Covid-19 has affected the supply chain on a global scale. Living in a “just in time” world, a disruption like Covid-19, the traffic jam caused by the ship Ever Given in the Suez Canal and energy crises have created all kinds of difficulties for many companies’ supply chains. We met with Shaun Mahony, Anton Snöberg and Oskar Fransson to get an overview of the challenges we have met and discuss some solutions.

Anton and Oskar, you work at our head office in Kalmar with our global supply chain. What are your specific roles in the team?

Anton: My title is Global Supply Chain Manager – Supply Planning and I work with supply planning in relation to the coconut carbon factories, planning for their order books and making sure they have complementary product mixes, so we have good balance in the business.
Oskar: My business card says Global Supply Chain Manager – Procurement and I’m focusing on external sourcing.

Your department is based in Sweden, how does it work being in Sweden and having these roles?

Oskar: The big advantage is the time zone in that we have the US on one side and Asia on the other and we are in the middle. It’s positive to be based in Europe to manage this, because it involves a lot of coordination between salespeople, customers, factories, and external suppliers.

When Covid started, did people understand how much this would affect the supply chain? What do you remember from the early days?

Oskar: It started in China, and we have quite a large supplier base in China, so for me it was clear quite early on that this was going to cause major disruption. It was actually during the Chinese New Year (CNY) in February 2020 that this became more widespread and one of the first things that happened was that they extended the New Year holiday and many factories had to be closed for longer, including our factory in Tianjin (JAM) which was closed for a month. Normally it is only closed for a week at CNY, so other solutions had to be found.

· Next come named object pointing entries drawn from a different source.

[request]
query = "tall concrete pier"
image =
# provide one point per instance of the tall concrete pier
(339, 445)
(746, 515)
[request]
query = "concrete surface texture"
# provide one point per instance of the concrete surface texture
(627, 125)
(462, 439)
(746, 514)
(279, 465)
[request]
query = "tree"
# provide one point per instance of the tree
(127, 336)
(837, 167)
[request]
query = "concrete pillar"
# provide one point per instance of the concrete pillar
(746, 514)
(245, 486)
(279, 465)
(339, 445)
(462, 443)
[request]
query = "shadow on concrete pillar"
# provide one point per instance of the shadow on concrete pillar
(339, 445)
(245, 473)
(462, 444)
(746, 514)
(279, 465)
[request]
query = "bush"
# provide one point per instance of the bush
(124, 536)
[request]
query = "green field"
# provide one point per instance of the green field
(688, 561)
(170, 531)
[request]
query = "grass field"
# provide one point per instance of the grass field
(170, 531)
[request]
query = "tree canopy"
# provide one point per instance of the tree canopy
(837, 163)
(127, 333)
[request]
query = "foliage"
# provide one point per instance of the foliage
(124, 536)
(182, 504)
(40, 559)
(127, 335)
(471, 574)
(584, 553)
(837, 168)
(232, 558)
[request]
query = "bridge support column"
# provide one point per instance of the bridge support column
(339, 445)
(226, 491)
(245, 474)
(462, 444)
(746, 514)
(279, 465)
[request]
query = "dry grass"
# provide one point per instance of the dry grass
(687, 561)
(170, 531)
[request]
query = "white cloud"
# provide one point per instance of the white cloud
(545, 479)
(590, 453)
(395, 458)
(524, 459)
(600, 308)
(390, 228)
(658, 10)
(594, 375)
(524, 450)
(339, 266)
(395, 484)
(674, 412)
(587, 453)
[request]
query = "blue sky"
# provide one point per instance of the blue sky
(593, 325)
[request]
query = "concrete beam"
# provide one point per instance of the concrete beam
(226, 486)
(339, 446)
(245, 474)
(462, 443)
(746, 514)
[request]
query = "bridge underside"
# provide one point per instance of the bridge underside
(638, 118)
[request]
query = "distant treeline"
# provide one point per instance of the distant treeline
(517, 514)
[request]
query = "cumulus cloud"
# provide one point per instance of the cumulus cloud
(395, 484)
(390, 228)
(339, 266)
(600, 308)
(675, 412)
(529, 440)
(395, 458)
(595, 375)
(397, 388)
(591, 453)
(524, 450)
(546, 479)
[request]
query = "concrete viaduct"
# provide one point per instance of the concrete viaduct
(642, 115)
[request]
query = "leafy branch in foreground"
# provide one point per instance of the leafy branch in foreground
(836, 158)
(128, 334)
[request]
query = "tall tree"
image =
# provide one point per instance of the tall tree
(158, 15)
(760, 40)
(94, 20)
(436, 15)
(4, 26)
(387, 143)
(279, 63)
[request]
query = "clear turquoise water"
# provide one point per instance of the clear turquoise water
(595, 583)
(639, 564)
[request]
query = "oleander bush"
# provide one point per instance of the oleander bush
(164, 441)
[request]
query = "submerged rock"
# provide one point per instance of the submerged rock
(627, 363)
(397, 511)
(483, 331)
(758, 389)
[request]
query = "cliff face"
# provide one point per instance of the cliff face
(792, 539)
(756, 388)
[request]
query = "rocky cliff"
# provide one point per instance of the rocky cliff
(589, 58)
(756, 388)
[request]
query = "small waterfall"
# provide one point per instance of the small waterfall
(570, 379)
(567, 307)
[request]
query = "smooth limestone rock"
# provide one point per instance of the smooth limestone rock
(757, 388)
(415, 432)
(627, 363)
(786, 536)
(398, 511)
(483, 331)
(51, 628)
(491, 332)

The good thing was that not all regions in China were in lockdown at the same time, so you could buy from a region that was still open and find some creative solution to ship directly from there.

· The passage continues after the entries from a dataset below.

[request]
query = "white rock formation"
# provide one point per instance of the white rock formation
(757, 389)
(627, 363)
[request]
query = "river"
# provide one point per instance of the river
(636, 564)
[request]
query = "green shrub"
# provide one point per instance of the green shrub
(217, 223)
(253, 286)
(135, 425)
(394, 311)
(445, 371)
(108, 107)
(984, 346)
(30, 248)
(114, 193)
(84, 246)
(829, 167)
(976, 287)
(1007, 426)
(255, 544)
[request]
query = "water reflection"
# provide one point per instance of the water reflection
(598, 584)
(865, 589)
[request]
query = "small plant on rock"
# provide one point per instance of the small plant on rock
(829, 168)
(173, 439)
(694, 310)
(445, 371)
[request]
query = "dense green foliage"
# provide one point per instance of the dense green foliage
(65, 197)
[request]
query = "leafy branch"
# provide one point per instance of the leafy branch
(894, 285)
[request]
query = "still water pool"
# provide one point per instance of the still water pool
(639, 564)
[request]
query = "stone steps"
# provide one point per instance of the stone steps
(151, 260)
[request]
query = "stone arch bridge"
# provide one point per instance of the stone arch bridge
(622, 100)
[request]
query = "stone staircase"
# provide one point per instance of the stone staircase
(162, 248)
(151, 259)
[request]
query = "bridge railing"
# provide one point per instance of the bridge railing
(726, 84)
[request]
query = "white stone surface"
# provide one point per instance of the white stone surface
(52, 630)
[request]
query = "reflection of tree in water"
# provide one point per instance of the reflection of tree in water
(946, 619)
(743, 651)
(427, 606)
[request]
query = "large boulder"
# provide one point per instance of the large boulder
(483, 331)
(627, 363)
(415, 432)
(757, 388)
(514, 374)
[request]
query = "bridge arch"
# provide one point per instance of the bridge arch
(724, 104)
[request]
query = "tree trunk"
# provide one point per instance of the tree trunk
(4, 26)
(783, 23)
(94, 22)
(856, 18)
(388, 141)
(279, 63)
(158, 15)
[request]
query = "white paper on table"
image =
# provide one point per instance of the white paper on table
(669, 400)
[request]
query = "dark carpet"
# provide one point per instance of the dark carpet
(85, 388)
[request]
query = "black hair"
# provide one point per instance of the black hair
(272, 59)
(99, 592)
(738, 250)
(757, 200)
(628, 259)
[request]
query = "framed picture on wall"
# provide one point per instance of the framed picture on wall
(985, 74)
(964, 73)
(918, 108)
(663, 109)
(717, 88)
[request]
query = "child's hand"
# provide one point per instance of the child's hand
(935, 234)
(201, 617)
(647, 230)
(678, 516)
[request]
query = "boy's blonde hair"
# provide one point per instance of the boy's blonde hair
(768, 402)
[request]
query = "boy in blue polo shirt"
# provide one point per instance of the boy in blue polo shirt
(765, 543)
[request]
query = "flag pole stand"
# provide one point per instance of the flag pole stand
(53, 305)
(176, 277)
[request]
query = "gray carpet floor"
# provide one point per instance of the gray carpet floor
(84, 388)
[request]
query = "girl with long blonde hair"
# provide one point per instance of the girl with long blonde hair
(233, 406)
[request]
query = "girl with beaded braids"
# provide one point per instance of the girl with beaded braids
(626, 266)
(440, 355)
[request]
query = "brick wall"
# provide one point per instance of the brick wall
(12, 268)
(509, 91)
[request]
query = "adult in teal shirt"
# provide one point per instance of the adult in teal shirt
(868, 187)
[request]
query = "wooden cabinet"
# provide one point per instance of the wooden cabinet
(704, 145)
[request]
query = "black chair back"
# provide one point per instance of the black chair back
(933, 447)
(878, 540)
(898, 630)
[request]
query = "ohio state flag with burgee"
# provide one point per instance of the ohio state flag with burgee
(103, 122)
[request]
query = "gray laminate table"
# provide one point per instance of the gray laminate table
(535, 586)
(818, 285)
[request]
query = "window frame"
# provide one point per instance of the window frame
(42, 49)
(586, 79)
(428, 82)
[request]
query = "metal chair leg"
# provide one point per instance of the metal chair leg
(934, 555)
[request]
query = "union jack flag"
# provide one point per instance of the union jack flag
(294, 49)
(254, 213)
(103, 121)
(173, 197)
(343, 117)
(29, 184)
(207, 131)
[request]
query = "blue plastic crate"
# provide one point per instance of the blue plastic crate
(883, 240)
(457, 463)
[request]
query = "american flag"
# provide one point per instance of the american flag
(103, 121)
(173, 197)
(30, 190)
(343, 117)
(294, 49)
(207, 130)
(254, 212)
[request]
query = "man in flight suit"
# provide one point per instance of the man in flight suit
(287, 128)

“Being transparent gives the correct information to people who need to make the decisions.”

Anton Snöberg, Global Supply Chain Manager Supply Planning.

Anton: It was a bit special because I went on paternity leave on 1 March 2020, so I was only going to be working 20%. Then March passed and things started happening in our factories, so from April I increased my working hours, and worked as much as I could, while taking care of my daughter at home. But she was a pretty calm baby, luckily.

The workload for the whole team increased and we, as the whole world was, were under a lot of pressure. Pretty quickly in April/May 2020, India and Sri Lanka went into lockdown. A lot of our output comes from there, so it had a huge impact on the whole order book.

Our team had to reprioritise in cooperation with the sales regions in three stages. In the first stage when lockdown occurred, in the second when it started to open up a bit and in the third stage, sometime in June, we were pretty much shipping as usual. But April and May 2020 were pretty tough months to make sure that, with the reduced capacity we had, we set the right priorities.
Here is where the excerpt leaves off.